Na szczęście  sytuacja się poprawia, gdy gra się zaczyna. Wszyscy są zbyt zajęci bieganiem za piłką i sapaniem, żeby strzępić sobie język na obrażanie Yeosanga . Yeji i Hwasa teoretycznie grają w przeciwnych drużynach, ale cały czas ściąga je ku linii bocznej, gdzie mogą ze sobą pogadać. Nagle nadlatująca piłka odbija się od głowy Yeji, która piszczy na znak protestu, a ja i Hwasa pokładamy się ze śmiechu. Chociaż po plecach spływa mi deszcz, a płuca pękają z wysiłku, wreszcie zaczyn am się dobrze bawić.

Próbuję się skupić, gdy po wyrzucie z atutu piłka leci w moją stronę. Wysuwam lewą stopę, ale piłka przelatuje nad nią. Mingi dobiega do niej i zaczyna dryblować przez boisko. Wtedy dostrzegam pędzącego ku niemu Yeosanga. Z zaskakującą wprawą odbiera Mingiemu piłkę. Gracze rzucają się w jego stronę, więc Yeosang kopie piłkę do Jennie, a potem biegnie na pole karne i krzyczy, żeby mu ją podała. Nawet ja widzę, że bramkarz wyszedł za daleko. Yeosang ma przed sobą pustą bramkę i znajduję się w idealnej pozycji do strzału. Krzyczy i macha do Jennie, ale ta go ignoruje i kopniakiem posyła piłkę z powrotem do mnie. Podaję Yeosangowi, ale nie udaje mu się dobiec do piłki, bo wpada na niego Min Yoongi i przewraca go na ziemię.

Spoglądam na Sana, czekając na jego reakcję, ale on zachowuje się tak, jakby nic nie zauważył. Yeosang gramoli się z trawy, ubłocony i kompletnie przemoczony. Patrzy na Sana spod przymrużonych powiem, ale trzyma język za zębami.

- Hej, sędzio! - krzyczę. - To był faul!

Nikt z mojej drużyny nie przyłącza się do protestu. Yeosang daje mi znak, żebym odpuściła. Kręcę głową, patrząc na Sana, ale on każe wznowić grę od rzutu wolnego dla drugiej strony.
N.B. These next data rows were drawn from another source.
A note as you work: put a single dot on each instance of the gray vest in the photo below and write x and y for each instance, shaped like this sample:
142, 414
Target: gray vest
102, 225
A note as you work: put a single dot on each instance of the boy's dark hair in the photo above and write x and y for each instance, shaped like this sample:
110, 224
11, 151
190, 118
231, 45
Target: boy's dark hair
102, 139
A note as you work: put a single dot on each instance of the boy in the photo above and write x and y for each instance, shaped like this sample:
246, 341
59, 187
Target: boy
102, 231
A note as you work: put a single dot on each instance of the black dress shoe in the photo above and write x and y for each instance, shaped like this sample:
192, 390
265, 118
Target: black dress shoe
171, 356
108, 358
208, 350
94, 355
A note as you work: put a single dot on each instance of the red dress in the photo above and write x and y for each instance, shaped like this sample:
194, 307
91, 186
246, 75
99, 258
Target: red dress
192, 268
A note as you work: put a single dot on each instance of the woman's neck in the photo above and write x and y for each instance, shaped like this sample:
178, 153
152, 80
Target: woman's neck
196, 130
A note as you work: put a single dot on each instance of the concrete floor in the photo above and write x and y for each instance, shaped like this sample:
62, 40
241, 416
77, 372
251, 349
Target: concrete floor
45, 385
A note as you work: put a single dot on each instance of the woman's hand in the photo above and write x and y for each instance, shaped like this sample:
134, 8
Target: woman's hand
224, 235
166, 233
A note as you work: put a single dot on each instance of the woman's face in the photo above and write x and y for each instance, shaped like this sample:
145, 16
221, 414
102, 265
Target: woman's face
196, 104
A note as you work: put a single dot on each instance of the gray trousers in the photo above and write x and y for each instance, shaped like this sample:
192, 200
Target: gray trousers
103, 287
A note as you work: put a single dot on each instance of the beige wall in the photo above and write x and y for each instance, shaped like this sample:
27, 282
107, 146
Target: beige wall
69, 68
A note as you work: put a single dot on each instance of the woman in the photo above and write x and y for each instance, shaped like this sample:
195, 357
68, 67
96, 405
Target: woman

Kilka sekund później piłka wpada do siatki. Członkowie z mojej drużyny zaczynają narzekać.

- Kang Yeosang powinien zejść z boiska. Nie zdobyliby bramki, gdyby nie oddał im rzutu wolego - skarży się głośno Yunho.

- Bzdura! - wołam. - Został sfaulowany.

Oglądam się na wuefistę, ale ten oddala się w stronę szkoły z telefonem przy uchu.

San wydaje się nie zauważać napiętej atmosfery na boisku. Daje sygnał i Taehyung wykopuje piłkę ze środka. Nie spuszczam Yeosanga z oka, bo martwię się o niego. Wydaje się jeszcze bardziej zdeterminowany, żeby zdobyć bramką. Pędzi w stronę piłki, ale jakiś chłopak dogania go z tyłu i wślizgiem podcina mu nogi. Yeosang ląduje ciężko na twarzy, rozbryzgując wokół siebie wodę. Słyszę chichoty kilku dziewczyn z przeciwnej drużyny. Piorunuję je wzrokiem, ale jedna z nich odpowiada mi bezgłośnie: "Ma za swoje".

Podbiegam do Yeosanga i wyciągam do niego rękę, ale zawstydzony ją odtrąca. Wstaje i się otrząsa. Z rozciętej wargi cieknie mu krew zmieszana z wodą.